過去、日本名がついた台風だと「ワシ」から「ハト」に変わった事例もあり、頻繁ではないですがたまに更新されているようです。
ワシからハト、名前は関係ないけどパワーダウンを感じる更新ですね。台風は弱いに越したことないんですけども。

もし台風がなくなったら困るかもしれないこと

台風は基本的には災害ですが、実は台風が発生することで得られている恩恵もあったりします。
メリット(?)を調べていると”熱エネルギーの循環”といったなんとも科学っぽいものもありますが、いまいちピンとこなかったのでイメージいやすいものを2つだけご紹介。

大量の水を運んでくれる

台風による雨で大量の水を補充することができています。
こうして貯水された水を日々の生活や産業で使っている側面もあるので、台風が来なくなると水不足で困る可能性もあったりします。

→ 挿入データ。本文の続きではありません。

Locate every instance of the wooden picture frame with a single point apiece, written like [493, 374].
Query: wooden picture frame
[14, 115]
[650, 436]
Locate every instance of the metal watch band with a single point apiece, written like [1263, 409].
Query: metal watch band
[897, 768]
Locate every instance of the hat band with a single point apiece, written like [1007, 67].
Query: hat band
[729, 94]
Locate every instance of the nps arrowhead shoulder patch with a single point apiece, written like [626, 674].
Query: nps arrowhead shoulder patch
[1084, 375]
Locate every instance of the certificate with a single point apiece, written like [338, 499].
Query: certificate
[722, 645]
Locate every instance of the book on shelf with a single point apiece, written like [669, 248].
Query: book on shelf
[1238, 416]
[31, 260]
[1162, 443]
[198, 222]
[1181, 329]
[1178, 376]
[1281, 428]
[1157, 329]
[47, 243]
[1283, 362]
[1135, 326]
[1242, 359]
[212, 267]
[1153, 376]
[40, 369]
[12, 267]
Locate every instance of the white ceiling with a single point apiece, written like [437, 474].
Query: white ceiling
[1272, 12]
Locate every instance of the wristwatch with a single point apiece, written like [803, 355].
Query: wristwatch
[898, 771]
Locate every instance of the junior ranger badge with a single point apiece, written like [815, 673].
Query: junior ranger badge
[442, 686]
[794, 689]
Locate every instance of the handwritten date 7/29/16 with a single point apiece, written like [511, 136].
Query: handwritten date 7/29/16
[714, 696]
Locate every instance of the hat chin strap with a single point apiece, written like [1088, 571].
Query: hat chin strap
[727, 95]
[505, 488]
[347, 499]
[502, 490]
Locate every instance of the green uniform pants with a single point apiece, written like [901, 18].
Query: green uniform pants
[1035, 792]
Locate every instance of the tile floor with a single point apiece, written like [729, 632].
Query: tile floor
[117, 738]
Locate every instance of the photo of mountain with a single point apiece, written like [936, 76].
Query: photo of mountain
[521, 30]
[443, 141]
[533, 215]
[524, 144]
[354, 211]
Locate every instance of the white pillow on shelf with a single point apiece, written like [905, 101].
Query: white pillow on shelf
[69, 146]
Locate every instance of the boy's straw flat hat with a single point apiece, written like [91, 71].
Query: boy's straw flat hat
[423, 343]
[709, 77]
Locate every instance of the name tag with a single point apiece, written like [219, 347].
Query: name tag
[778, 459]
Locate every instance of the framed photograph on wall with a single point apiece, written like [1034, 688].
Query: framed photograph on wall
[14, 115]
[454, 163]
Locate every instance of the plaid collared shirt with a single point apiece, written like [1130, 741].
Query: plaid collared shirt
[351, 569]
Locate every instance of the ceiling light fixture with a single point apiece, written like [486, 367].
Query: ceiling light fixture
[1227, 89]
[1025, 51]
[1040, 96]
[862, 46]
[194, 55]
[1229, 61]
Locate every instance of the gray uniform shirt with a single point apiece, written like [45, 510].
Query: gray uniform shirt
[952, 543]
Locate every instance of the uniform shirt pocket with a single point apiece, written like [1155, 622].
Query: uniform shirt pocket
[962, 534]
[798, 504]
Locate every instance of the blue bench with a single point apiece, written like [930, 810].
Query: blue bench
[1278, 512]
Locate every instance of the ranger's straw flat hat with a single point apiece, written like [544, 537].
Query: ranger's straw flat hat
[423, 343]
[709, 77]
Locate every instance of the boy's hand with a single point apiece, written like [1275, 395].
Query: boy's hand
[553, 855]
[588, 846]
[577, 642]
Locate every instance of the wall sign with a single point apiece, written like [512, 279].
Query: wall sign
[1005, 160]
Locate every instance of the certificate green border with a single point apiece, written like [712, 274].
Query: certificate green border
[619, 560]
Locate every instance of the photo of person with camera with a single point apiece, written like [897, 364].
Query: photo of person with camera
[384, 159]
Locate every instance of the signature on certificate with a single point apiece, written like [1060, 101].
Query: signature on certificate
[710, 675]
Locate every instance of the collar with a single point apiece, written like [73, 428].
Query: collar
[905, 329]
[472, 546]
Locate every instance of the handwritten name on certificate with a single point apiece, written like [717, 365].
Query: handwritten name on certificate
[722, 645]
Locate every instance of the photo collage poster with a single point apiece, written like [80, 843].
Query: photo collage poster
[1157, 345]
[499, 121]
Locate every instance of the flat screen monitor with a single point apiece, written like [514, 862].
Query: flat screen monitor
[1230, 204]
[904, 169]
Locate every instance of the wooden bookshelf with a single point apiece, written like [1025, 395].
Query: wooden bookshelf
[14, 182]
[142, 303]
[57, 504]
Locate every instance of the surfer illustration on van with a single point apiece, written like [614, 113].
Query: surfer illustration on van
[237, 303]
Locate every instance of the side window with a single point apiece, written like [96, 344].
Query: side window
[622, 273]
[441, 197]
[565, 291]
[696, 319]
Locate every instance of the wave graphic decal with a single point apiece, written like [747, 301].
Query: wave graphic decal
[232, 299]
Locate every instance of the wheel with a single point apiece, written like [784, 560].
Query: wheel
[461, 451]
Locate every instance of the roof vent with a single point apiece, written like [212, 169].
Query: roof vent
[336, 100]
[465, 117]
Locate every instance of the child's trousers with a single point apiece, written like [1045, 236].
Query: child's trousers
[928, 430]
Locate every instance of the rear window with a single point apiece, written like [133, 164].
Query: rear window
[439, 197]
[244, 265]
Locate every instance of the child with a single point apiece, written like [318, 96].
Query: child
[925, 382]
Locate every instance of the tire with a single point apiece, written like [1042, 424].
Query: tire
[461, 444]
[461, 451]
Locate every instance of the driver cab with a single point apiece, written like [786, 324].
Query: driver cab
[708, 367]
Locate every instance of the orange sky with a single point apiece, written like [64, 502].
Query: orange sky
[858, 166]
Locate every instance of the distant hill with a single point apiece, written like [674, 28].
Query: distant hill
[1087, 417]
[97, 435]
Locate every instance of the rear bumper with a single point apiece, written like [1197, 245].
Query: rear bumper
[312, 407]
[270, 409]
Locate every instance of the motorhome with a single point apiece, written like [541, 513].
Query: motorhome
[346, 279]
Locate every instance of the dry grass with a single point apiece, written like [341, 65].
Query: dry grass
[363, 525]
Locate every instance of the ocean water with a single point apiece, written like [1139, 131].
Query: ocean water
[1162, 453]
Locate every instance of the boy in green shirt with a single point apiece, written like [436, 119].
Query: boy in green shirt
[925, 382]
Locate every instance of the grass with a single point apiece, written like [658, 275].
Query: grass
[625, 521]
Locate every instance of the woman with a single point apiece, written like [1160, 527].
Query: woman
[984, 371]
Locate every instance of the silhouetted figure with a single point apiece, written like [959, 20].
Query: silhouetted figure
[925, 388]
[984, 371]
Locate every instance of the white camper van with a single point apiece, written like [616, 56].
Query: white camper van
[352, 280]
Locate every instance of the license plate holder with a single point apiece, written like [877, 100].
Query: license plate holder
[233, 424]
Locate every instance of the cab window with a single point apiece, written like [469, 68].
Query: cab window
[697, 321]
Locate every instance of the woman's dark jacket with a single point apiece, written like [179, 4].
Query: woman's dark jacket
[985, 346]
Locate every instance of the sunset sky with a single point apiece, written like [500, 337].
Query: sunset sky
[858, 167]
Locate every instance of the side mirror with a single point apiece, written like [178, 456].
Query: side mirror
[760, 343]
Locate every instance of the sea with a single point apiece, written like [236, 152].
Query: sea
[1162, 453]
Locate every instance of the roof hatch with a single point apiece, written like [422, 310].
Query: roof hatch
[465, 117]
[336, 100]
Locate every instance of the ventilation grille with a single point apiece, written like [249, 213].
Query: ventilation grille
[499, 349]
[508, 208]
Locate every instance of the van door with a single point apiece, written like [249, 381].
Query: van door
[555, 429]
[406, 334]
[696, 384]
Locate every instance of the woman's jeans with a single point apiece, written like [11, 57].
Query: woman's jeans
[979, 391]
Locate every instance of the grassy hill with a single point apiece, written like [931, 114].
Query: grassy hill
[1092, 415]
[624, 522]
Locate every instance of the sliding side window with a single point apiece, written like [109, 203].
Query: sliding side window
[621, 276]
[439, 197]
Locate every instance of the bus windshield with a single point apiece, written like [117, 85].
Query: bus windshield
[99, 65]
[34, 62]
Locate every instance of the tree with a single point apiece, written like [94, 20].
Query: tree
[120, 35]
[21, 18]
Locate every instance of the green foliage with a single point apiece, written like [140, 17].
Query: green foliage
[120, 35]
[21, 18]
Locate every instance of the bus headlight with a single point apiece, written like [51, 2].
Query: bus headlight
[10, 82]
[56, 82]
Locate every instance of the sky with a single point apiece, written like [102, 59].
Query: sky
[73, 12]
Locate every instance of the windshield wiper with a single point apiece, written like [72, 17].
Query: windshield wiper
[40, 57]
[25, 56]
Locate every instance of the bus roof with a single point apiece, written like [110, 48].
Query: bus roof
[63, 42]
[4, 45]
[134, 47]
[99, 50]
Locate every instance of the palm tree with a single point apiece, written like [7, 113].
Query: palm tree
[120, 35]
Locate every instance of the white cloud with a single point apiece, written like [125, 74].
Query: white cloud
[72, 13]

農作物を育てるにも水は必要、でも台風が農作物を荒らすので何だかな〜って感じ。

海をかき混ぜてくれる

台風は深海の冷たい水と表面の温かくなった水をかき混ぜる働きをしてくれます。
これによって深海に溜まった栄養が循環して生態系のバランスが維持されるようです。

台風が発生しなかったら少なからず漁獲量が減る地域はあるみたい。

さいごに

日本が提出している台風の名前に「コイヌ」といった可愛い名前がありました。
もし、とんでもなく命を脅かすようなゴツイ台風がきたら「ダメだ…コイヌが迫ってきた…」って状況になるんだな〜と思うと、もうちょっと強そうな印象の名前にしようと思わなかったんだろうかって思いました。

悪口とかじゃなく名前に緊張感を持てなくてですね!逆にコイヌくらい可愛い台風ならウェルカム的な意味なんだろうか?